The son of an engineer and a bookkeeper, Slaney was born in Crawley, 30 miles south of London. He received a degree in aeronautical engineering from Sussex University in 1977. "I used to be clever in those days," he says. From there he went to San Diego State on a sports scholarship, where he briefly tackled American football. "I got beat to hell," he says matter-of-factly. He returned to England and his first love, the discus. Once ranked eighth in the world, he finished 12th at the '84 Olympics.
Before Slaney and Decker could get married, they had to exorcise some nasty ghosts from Mary's past—one troublesome ghost in particular. After her separation from Tabb, Mary tried to keep things cordial, "but he got really nasty," she says. "He started writing nasty letters that were supposedly anonymous, but I knew they weren't anonymous." Tabb denies this charge. One thing Tabb does admit to is putting this message on his telephone answering machine after the Olympics: "Here is today's Trivial Pursuit question: What American athlete fell flat on her face during the women's 3000-meter race during the Olympics? If you get the right answer, you're entitled to a Mary Decker doll.... But it does have a flaw. It has a tendency to fall down when it tries to run. But we've developed the Richard Slaney doll to pick it up and put it on its feet again. If you want to order it, leave your name and number after the beep."
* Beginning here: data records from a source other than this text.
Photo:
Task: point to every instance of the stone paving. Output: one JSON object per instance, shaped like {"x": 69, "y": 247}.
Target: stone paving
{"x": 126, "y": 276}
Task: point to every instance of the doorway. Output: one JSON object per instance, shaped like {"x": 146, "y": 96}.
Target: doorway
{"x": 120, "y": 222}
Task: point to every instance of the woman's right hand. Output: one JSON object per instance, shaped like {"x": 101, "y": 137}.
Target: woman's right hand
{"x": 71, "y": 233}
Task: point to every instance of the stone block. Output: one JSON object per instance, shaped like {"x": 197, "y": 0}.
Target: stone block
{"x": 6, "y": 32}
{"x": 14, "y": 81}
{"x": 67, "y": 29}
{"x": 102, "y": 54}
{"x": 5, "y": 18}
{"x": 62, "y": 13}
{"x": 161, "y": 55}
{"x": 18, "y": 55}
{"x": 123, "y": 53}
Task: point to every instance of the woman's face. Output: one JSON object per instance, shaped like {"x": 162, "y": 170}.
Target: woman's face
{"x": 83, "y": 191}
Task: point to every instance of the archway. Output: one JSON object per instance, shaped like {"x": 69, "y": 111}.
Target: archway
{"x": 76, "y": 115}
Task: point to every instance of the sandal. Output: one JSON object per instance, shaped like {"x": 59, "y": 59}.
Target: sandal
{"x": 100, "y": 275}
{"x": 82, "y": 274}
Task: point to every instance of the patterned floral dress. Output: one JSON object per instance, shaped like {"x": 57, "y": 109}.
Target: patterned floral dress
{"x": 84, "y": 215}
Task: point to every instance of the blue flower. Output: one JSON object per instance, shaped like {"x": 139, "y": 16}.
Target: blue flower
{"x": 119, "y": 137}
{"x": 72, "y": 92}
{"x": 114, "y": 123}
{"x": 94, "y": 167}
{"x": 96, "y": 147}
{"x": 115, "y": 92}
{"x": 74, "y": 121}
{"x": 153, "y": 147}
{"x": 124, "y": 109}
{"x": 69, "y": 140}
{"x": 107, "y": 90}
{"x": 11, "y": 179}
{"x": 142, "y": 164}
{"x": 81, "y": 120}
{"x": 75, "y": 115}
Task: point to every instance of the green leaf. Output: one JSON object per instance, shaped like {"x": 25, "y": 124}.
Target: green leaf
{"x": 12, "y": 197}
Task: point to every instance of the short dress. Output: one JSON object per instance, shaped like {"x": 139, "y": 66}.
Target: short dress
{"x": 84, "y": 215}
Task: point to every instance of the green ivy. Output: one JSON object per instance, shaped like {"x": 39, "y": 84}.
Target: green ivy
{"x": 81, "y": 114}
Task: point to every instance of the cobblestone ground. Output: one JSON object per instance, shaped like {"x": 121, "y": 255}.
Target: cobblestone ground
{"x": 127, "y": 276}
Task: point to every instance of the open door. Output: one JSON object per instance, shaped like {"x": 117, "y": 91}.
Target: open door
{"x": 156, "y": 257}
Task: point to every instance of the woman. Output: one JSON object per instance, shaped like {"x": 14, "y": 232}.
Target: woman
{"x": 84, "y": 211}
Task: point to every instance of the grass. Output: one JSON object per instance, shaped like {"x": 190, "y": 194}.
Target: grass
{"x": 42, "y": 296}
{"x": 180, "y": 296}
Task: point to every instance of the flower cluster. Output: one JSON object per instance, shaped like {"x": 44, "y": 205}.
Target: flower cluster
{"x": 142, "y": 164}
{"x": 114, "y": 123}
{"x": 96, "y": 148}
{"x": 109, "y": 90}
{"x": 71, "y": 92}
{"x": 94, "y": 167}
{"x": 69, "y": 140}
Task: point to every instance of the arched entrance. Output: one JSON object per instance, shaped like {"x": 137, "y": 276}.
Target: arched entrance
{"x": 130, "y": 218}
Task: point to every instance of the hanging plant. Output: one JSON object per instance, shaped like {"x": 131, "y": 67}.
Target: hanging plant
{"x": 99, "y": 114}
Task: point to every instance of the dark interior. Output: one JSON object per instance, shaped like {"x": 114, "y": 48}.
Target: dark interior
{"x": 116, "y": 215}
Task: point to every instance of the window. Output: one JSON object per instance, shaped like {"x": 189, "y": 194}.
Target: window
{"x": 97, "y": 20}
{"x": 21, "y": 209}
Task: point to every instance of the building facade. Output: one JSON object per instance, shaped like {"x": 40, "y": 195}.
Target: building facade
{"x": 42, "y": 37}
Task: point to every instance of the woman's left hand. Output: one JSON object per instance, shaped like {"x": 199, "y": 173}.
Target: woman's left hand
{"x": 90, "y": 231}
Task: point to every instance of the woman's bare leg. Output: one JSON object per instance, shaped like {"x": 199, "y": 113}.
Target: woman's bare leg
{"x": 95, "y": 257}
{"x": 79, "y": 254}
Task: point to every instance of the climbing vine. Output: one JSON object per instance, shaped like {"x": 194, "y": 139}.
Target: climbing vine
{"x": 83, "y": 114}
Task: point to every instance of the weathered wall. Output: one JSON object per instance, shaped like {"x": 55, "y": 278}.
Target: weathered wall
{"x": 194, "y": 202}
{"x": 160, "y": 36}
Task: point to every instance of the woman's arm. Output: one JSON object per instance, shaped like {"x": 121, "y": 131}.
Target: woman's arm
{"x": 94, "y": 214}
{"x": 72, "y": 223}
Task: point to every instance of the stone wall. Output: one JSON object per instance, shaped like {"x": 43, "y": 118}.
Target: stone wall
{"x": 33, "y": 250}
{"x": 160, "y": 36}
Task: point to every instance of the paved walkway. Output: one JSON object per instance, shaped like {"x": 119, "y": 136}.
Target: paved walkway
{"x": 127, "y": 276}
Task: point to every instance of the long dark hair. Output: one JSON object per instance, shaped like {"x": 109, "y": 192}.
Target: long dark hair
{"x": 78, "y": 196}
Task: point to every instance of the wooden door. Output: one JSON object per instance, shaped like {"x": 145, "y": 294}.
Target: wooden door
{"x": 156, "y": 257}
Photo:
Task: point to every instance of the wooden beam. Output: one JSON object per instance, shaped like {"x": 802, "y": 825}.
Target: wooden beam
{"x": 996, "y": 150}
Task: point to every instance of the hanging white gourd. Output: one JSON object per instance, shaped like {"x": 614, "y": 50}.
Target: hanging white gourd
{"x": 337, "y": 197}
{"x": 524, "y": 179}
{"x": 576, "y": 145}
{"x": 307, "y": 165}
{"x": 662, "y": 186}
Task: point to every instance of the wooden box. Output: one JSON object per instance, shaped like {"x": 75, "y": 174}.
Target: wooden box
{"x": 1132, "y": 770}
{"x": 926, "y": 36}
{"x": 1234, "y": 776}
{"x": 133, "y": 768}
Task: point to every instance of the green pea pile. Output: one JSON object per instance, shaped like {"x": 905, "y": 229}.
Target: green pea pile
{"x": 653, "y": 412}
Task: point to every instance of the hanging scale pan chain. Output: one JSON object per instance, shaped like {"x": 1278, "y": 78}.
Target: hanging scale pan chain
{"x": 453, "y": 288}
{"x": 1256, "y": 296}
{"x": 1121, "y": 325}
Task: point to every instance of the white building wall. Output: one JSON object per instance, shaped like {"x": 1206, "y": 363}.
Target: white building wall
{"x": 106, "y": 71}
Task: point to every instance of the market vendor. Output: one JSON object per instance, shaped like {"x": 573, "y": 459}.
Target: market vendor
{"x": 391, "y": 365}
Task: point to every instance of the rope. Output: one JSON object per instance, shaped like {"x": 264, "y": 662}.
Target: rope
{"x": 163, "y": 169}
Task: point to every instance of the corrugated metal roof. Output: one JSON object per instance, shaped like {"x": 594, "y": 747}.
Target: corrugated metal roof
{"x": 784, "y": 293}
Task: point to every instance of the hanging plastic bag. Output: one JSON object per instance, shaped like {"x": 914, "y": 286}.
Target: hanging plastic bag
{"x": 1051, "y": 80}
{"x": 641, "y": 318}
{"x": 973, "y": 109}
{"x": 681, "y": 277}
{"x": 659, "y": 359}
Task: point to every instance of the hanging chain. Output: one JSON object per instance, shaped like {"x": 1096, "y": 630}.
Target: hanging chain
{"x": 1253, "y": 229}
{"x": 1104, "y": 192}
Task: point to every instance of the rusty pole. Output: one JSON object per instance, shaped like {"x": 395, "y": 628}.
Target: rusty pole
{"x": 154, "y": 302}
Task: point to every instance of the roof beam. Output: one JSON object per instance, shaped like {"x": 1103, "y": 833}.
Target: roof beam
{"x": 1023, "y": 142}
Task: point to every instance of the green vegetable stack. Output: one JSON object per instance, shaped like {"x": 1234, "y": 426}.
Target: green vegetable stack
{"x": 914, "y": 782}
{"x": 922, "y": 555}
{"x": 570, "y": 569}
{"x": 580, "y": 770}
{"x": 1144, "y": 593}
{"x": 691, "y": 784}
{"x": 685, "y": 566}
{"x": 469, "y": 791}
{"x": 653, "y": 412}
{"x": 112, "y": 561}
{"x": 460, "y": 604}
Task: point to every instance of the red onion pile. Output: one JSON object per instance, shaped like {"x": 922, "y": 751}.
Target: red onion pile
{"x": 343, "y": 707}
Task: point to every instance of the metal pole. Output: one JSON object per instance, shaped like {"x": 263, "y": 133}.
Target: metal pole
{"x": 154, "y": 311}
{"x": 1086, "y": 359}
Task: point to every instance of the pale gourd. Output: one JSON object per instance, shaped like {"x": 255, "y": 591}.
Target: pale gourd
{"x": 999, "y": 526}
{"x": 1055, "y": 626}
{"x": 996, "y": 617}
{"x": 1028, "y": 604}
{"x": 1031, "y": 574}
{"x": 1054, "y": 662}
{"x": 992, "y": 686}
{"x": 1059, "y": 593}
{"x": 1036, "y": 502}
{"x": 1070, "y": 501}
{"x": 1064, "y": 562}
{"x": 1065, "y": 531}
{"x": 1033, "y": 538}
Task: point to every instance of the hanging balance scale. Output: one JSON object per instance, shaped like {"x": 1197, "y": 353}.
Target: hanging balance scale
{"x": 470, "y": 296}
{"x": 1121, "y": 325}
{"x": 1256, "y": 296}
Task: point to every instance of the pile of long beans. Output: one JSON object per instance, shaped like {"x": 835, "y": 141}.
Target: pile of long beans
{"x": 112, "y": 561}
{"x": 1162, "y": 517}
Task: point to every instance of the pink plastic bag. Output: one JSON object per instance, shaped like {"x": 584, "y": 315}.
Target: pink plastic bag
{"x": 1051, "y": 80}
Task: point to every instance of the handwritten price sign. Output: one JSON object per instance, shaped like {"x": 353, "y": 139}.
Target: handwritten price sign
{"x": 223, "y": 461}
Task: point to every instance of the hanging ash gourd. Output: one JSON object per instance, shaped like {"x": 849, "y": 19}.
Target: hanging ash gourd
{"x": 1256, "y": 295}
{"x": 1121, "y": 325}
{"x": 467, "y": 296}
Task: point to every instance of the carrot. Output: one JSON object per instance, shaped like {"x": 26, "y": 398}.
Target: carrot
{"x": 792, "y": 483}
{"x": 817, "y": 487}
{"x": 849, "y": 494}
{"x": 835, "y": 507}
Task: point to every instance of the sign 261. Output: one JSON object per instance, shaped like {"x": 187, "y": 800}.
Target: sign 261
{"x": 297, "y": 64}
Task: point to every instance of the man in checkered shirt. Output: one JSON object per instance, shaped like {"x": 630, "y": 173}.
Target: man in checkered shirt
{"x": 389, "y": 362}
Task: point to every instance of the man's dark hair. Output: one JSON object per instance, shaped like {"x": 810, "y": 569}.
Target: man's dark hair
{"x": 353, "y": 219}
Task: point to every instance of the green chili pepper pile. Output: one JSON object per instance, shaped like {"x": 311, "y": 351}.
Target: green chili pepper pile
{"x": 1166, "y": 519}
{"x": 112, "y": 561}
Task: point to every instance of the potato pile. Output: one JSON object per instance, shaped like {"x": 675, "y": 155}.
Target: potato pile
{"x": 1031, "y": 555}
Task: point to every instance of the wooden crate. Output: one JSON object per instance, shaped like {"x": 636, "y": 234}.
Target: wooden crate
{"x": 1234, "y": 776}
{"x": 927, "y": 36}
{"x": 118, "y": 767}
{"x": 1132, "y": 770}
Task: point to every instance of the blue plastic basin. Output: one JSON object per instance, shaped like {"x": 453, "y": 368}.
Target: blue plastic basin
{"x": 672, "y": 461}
Eugene may be a city of 105,000, but it's small enough that word got back to Mary and Richard. And small enough that it was inevitable that Ron Tabb, 115-pound marathoner, would run into Richard Slaney, 290-pound discus thrower. Nobody was hurt when they did meet, largely because Tabb appears to have called on his running skills before Slaney could get around to using him as a discus. "Come to think of it," Slaney says, smiling, "he hasn't bothered us since."
Slaney's most recent fling (of the discus) came at August's Commonwealth Games in Edinburgh, Scotland, where he was "disappointed and frustrated" by his sixth-place finish. Slaney is quick to admit that his wife is "more into sport than I am" and he seems happy to run the two tanning salons in Oregon that he and Mary own.
For her part, Mary was back running a week after Ashley was born. "Now I'm really hungry to get back into high-level competition," says Decker. That hunger is fueled by her quest for the ever-elusive Olympic gold. She was too young to run in 1972, she was injured in 1976, the boycott kept her out of the Moscow Olympics in 1980, and 1984 is something she would rather forget. But there's always 1988—and beyond. "I have hopes of going to the '92 Olympics too," she says, and you can see in her eyes the imagined scene in which her hulking husband hoists her in his arms again—this time in triumph.